The patients, once selected, will be randomly distributed (by specific software) in two
parallel groups, in one of which the intervention will be evaluated. In the study group,
patients will receive oral treatment with Ciprofloxacin at a dose of 500 mg every 12 hours
and Metronidazole 500 mg every 8 hours for a period of 7 days. The control group will receive
two types of placebo tablets that look identical to Ciprofloxacin and Metronidazole
respectively, with similar doses and frequencies.
Postoperative controls and follow-up will be carried out at 1, 3, 6 and 12 months after
treatment and will include an endoanal ultrasound (US) at 6 months.
Studied variables:
The following variables will be analysed:
Epidemiological variables: Age, gender.
Smoking status
Comorbidities
Obesity (Body Mass Index)
Cultures of abscess
Characteristics of anal abscess: Location, type of drainage.

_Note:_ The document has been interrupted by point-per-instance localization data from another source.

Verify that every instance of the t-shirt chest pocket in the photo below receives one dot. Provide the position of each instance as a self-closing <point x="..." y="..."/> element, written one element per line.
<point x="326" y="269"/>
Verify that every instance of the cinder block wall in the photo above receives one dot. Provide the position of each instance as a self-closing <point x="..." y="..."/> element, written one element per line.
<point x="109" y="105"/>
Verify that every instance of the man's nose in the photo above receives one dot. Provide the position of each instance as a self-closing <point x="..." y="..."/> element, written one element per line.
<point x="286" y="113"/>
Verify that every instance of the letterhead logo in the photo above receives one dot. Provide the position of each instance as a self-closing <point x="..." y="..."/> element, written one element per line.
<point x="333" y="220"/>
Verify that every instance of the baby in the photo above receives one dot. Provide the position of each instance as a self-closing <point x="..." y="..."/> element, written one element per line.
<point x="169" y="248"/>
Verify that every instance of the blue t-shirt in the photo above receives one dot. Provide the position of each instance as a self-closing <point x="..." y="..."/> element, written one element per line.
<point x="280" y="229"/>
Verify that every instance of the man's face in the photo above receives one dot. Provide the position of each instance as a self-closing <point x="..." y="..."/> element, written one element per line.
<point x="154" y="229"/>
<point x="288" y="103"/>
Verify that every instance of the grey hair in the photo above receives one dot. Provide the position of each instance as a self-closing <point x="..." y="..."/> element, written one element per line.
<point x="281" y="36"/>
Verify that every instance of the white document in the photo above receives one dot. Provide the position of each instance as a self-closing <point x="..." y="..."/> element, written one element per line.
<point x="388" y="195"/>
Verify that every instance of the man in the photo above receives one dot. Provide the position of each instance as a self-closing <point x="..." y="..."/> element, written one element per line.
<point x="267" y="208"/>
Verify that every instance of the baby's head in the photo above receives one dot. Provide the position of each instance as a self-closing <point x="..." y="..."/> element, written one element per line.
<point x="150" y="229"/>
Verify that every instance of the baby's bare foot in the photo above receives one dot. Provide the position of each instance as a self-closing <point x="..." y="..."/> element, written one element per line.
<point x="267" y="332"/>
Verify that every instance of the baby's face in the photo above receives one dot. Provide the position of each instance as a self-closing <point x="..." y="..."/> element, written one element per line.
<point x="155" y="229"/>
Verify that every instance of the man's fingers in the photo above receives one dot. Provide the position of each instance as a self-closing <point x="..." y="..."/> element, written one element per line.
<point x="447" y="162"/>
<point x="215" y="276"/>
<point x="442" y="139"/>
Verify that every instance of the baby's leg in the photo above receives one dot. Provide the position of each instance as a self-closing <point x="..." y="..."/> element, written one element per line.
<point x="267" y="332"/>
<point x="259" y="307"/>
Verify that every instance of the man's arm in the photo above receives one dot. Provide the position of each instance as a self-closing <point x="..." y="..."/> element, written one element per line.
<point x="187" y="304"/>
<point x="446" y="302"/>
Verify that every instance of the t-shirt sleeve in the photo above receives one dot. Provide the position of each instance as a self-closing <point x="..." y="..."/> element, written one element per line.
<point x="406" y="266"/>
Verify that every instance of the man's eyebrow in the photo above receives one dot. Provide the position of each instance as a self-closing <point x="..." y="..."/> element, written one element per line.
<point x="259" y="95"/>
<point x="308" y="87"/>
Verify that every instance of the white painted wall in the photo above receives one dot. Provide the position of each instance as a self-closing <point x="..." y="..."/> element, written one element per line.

Selected arm: Group treatment (antibiotics) vs. Control group (placebo)
Clinical follow up (anal fistula or not) at 1, 3, 6 and 12 months.
The diagnosis of anal fistula is standarized by specialist in General Surgery.
Type of anal fistula developed
Endoanal US at 6 months
Adverse events of treatment
Quality of life (general health with SF-36 test and an specific test related to quality
of life in patients with anal fistula, both tests validated to Spanish language) at 12
months (end of follow up)
Expected outcomes:
Once the patients with diagnosis of perianal abscess treated with incision and drainage were
included, the objective of our study will be to evaluate the proportion of patients who
developed perianal fistula between the two study groups (with oral antibiotics and with
placebo). It will be recorded as the presence of a perianal fistula when the participants
present a history of symptoms compatible with it, as well as the existence of a communication
between the perianal cutaneous tissue and the anal canal during the clinical examination
performed or even evidenced in the endoanal ultrasound during the controls that will be
carried out up to 12 months after the intervention. For better evaluation and registration
abscesses will be classified according to their complexity: subcutaneous, intersphincteric,
ischiorectal and according to their anatomical location: anterior, posterior, lateral, right
and left. These data will be collected at the time of the surgical exploration during the
initial treatment with incision and drainage.
Fistulas will be classified by Parks classification in the following: subcutaneous,
intersphinterian, transphincteric, suprasphinteric, extraphincteric. These data will be
collected at the time of the clinical examination during the controls.